Robert Mugabe, President of Zimbabwe
Robert Mugabe, President of Zimbabwe Reuters

Zimbabwean President Robert Mugabe has been winning national elections for 32 years -- and he’s not about to stop now, no matter what it takes.

In the buildup to a March 2013 general vote, the autocratic 88-year-old is stirring up racial tensions in an attempt to rally popular opinion around him. Officials announced the seizure of Gwenoro, a piece of farmland once owned by white minority leader Ian Smith, on Friday.

Smith died in Cape Town, South Africa, in 2007, at the age of 88. He had served as prime minister of Rhodesia -- as Zimbabwe was then called -- during the 1960s and 1970s. At that time, the country was still ruled by a white minority. Mugabe became prime minister in 1980, and his policy of land redistribution for black citizens began to take shape.

Mugabe didn’t pursue those policies with gusto until 2000. At that time, there were about 4,500 white farmers in Zimbabwe, according to the Telegraph. Today, there are less than 400.

Despite any good intentions, land redistribution in Zimbabwe has been a disastrous initiative. It has been detrimental to the income of the country’s agricultural outputs and food security, and many remaining white residents have been victims of violence, theft and expulsion.

Mugabe knows that redistributionist rhetoric still has popular appeal, since it aims to empower Zimbabwe’s majority black population after decades of colonialist white dominance. But critics have accused the deeply corrupt administration of using the “indigenization” initiative to enrich itself.

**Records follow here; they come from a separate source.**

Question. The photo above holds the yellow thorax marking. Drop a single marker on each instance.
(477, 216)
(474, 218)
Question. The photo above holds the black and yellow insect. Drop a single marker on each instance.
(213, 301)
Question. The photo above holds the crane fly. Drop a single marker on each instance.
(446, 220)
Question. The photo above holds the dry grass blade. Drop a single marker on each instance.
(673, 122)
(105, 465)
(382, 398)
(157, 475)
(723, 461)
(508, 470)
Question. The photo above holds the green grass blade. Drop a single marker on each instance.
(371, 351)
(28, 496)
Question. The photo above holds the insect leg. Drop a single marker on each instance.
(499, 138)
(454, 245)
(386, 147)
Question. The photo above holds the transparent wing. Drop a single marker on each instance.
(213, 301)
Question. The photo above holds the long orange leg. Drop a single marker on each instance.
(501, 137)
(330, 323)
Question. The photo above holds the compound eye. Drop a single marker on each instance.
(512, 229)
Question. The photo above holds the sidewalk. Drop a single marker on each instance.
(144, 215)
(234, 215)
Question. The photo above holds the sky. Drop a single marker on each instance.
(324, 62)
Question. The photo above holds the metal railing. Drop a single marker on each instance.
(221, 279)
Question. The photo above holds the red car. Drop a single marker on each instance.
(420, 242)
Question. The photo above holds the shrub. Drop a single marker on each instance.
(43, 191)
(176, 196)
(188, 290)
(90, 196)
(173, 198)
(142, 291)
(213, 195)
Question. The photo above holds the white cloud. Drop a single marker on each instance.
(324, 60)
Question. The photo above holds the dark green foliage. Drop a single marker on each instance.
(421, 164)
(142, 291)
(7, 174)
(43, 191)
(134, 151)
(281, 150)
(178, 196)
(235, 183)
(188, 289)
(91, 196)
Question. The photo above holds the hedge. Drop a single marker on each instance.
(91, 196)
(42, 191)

Mugabe has also called for increased black ownership of Zimbabwean businesses in recent days. There are already laws stating that black citizens must have at least 51 percent ownership of any firm in the country, but the president said that 100 percent black ownership would be more appropriate.

“Let us be our own master, our own true developer of our resources,” he said on Friday, according to Voice of America.

Mugabe is widely reviled in the international community for his failure to address some of Zimbabwe’s most endemic problems, which include widespread poverty, a compromised electoral system, a lack of infrastructure and a failure to turn abundant natural resources -- including diamonds -- into revenues that could spur development.

“The government’s message is centered around indigenization,” Zimbabwean political analyst Takavafira Zhou told the Saturday Monitor, a newspaper in nearby Uganda. “But it's meaningless to the majority of the population struggling to earn a living.”